Are These Strategies Sustainable? Brokers are reporting ongoing churn in the industry, as these increasing financial incentives work to lure agents but may not adequately provide the support they need.

“Most of these agents found this to be a huge turn-off,” Freedman says of the competing recruiting efforts her agents experienced. “Some of my agents were actively mourning loved ones that passed due to COVID, and the onslaught of recruiting texts and phone calls they received was disgusting.”

And though some agents did leave, Freedman had several return to her brokerage citing “promises unfulfilled.”

“Once the agents signed and joined these other brokerages, they were all but ignored,” says Freedman.

And of the 15 agents that left United Real Estate for Compass, 12 returned, two have committed to return, and one has retired out of the business, says Haase.

But if agents don’t end up staying for long, how are these brokerages maintaining profitability?

“It appears that some companies have been in a race to get to the public market, creating a critical mass of agents so they can report top-line revenue growth,” says Haase. “But when companies forget to create a viable, sustainable business model to get there, I think that strategy is bankrupt over time.”

Building a Solid Retention Strategy Regardless of the recruiting strategies being employed, brokers must focus on retention to maintain a loyal agent base, and that begins with honest and upfront education, say experts.

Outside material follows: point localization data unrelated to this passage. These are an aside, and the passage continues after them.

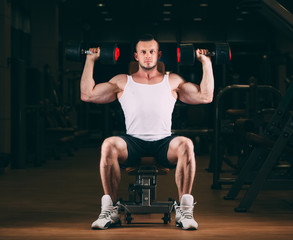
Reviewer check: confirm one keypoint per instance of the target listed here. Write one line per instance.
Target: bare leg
(181, 151)
(114, 150)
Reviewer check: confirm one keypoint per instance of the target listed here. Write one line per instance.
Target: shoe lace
(185, 211)
(107, 211)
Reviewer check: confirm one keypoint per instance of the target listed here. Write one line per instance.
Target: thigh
(161, 149)
(118, 144)
(135, 150)
(174, 147)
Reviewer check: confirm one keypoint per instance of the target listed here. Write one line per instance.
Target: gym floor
(61, 199)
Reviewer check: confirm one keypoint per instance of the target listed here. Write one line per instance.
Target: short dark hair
(145, 38)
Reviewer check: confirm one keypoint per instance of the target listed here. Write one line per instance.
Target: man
(147, 98)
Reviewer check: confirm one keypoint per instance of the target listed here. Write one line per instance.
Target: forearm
(207, 82)
(87, 83)
(92, 92)
(196, 94)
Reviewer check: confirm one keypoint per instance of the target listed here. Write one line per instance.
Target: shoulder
(175, 81)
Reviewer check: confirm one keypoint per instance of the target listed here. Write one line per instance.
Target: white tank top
(148, 109)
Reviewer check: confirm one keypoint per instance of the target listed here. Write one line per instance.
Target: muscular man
(147, 98)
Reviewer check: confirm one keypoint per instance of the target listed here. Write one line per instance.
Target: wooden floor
(61, 199)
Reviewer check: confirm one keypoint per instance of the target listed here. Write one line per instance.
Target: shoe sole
(108, 225)
(181, 226)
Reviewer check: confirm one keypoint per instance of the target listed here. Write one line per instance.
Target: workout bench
(142, 194)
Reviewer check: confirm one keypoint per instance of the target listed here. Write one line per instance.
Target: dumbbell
(76, 51)
(186, 53)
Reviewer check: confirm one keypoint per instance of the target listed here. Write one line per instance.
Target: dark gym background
(41, 115)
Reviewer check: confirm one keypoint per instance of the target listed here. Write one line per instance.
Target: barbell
(76, 51)
(220, 51)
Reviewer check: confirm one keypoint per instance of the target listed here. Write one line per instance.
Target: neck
(148, 73)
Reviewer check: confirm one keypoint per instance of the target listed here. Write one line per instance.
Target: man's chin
(148, 68)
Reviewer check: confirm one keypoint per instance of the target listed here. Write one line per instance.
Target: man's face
(147, 54)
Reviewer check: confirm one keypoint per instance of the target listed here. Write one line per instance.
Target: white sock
(107, 201)
(187, 200)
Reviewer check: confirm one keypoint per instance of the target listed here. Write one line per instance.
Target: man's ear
(159, 54)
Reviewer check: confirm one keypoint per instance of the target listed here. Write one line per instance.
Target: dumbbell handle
(86, 52)
(210, 54)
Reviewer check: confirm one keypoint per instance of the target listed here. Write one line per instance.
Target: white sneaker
(109, 216)
(184, 213)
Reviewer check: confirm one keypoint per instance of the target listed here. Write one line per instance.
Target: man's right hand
(96, 54)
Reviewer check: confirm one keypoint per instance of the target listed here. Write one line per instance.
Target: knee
(108, 149)
(186, 150)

“Our best agent is an educated agent,” says Haase. “We proactively provide for them with the knowledge about what’s out there, how it really functions, what’s a great idea and what’s not a great idea, and we try to dispel the myths.”

“These firms are not only buying you, but your entire book of business,” adds Freedman.

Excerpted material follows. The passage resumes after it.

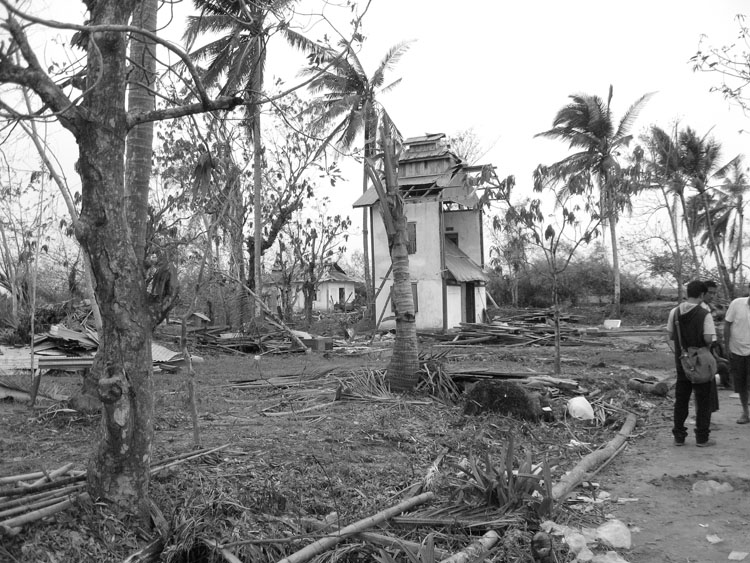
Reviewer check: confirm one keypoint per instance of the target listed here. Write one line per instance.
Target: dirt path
(670, 522)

On top of that, Harrington says, is communicating the value of the brokerage to agents.

Candace Adams, president and CEO, Berkshire Hathaway HomeServices New England, Westchester, New York Properties, says agent retention should always be a priority. “Something our company had during COVID was an established company vision and values system,” says Adams. “Our Support Center Team, including myself, remains accessible to all, and we never let up with our agent focus group meetings to keep communication flowing.”

For a long time, says Haase, the industry has over-regulated the behavior and actions of their agents, creating artificially restrictive environments. “As a result, they frequently stifled the entrepreneurial nature and creativity of their agents.”

And so, providing agents with the freedom to choose the tech and marketing platforms that work best for them, is key to ensuring retention.

“We make sure to never limit their business, marketing or business development techniques and tactics,” says Haase.

Freedman reminds brokers that competition comes in various forms, and industry leaders need to be able to provide the tools and resources that allow agents to feel fulfilled, ready to tackle anything.

“The work of real estate agents is being attacked by all sides: listing aggregators, iBuyers, discount brokerages and most recently the Department of Justice,” says Freedman. “Firms need to offer support and access to programs and services that are value-adds.” RE

“I have never experienced the level of egregious recruiting as I have during these last 18 months.”